Y a-t-il des valeurs universelles ?

François Cheng, de l’Académie Française, écrivit un article pour l’hebdomadaire Le Nouvel Obs (du 28 janvier 2003), que je vais citer ici, afin de rappeler que nous sommes tous des singularités, et que nos valeurs que nous portons se doivent d’être partagées. Voici ce que disait François Cheng, à cette époque, et qui mérite, aujourd’hui encore, à être médité :

Première partie : « Le destin humain implique un certain nombre de faits et gestes communs à tous : naître, mourir, procréer, affronter souffrances et maux, assumer rêves et désirs, tenter de vivre en harmonie avec autrui, de transcender le temps par une forme de création. D’où l’idée de l’universalité qui se vérifie, du moins au premier degré.

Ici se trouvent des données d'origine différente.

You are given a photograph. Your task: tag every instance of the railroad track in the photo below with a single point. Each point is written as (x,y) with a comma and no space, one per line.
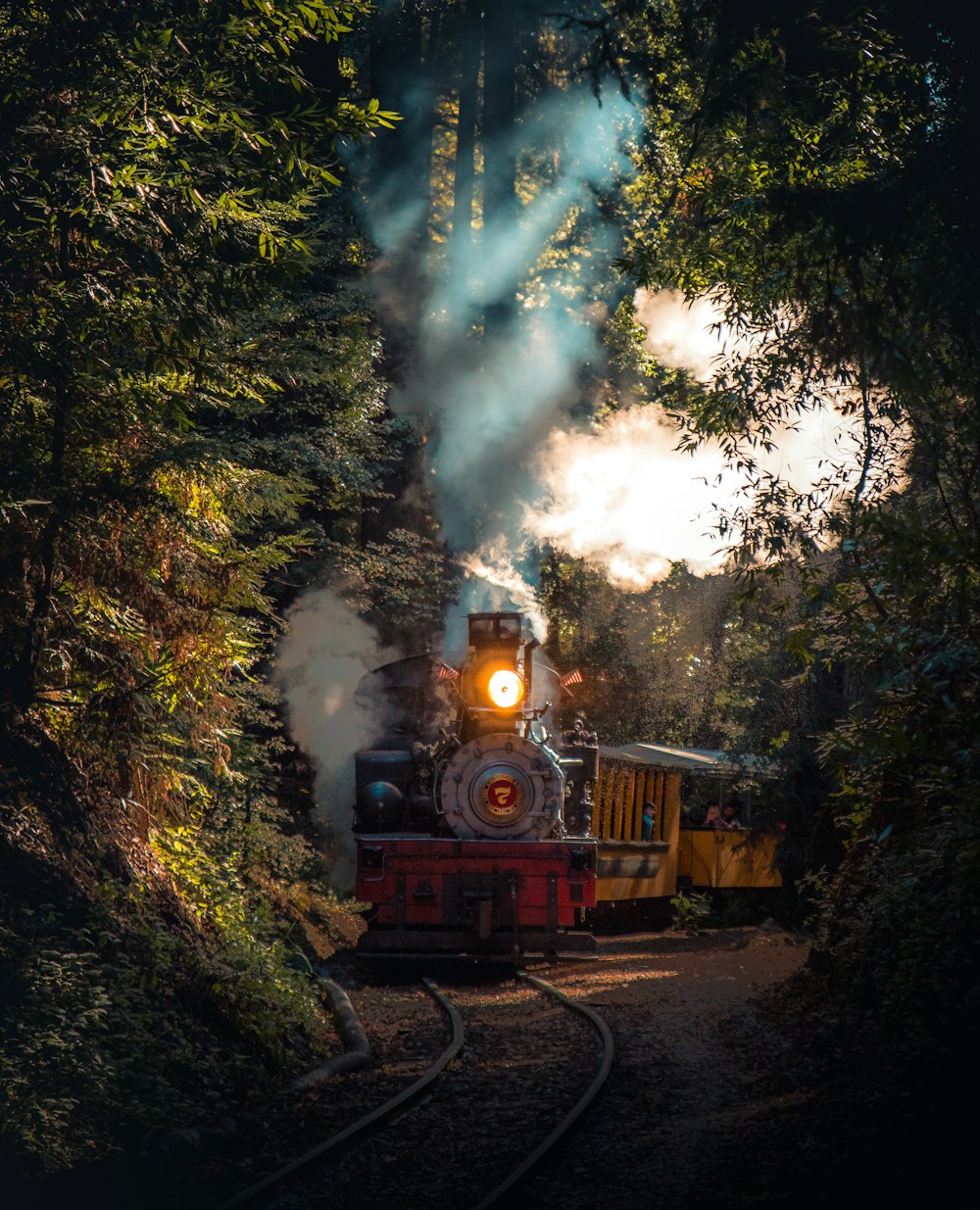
(490,1101)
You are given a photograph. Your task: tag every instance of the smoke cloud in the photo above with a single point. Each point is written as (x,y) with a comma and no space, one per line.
(323,653)
(620,494)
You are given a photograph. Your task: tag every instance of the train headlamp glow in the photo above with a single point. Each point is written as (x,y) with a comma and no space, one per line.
(506,689)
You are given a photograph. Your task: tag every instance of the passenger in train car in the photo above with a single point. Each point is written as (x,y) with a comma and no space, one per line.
(712,817)
(730,817)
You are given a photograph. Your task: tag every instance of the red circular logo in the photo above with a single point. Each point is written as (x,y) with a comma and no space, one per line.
(501,794)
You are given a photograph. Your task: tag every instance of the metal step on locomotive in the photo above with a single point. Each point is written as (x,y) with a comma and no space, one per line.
(474,837)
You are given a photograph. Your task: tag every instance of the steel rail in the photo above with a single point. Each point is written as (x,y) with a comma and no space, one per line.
(579,1107)
(372,1121)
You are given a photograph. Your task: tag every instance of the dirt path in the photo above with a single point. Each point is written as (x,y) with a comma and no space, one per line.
(689,1048)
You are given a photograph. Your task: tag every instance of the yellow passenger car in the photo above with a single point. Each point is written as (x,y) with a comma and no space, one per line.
(677,782)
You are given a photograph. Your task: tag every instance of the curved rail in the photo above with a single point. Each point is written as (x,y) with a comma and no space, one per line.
(366,1126)
(579,1107)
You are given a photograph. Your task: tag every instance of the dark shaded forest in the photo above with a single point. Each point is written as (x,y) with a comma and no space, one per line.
(298,305)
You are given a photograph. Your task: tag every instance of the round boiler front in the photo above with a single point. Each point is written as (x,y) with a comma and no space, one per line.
(501,786)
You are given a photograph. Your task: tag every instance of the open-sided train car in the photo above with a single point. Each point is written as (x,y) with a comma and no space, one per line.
(680,783)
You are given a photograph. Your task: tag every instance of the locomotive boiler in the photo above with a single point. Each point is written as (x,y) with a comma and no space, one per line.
(473,829)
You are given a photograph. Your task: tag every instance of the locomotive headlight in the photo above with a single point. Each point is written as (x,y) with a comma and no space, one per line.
(506,689)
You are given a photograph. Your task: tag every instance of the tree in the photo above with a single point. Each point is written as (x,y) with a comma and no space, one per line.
(159,183)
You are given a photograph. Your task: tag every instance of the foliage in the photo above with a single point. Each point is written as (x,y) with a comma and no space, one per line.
(808,169)
(159,180)
(691,911)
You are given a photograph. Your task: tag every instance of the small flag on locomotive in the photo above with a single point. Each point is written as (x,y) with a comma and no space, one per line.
(473,830)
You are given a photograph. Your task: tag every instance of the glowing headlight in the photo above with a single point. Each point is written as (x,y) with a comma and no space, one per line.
(506,689)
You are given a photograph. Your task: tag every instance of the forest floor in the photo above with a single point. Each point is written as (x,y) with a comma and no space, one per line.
(722,1094)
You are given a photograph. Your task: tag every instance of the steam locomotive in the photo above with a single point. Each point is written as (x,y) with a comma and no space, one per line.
(472,822)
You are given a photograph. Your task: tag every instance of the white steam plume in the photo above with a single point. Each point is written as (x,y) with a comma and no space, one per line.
(623,498)
(323,653)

Force est de constater que la manière de nommer et d’envisager ces faits varie selon les langues et les cultures. Qu’en réalité on ne peut atteindre le général que par le particulier. Cette constatation nous rappelle un point plus essentiel encore, à savoir que tout être humain est unique. Il ne peut aborder l’existence terrestre qu’à partir de cette unicité. Cela affirmé, il convient d’ajouter aussitôt qu’en cet univers créé in n’y a point d’unicité isolée, à part. On est unique dans la mesure où d’autres sont uniques. Sinon, on n’est qu’une bizarrerie bonne à être mise dans la vitrine d’un musée. Pour qu’une unicité puisse se constituer et se révéler, il est indispensable qu’elle soit en constant échange avec d’autres unicités ; plus l’échange est plénier, plus elle la chance de rendre fécond et fécondant ce qui fait sa qualité intrinsèque. En élargissant cette vérité, il est permis de dire que la particulier n’est nullement en contradiction avec le général ; au contraire, la vraie valeur du particulier se mesure à sa capacité à s’ouvrir à l’universel.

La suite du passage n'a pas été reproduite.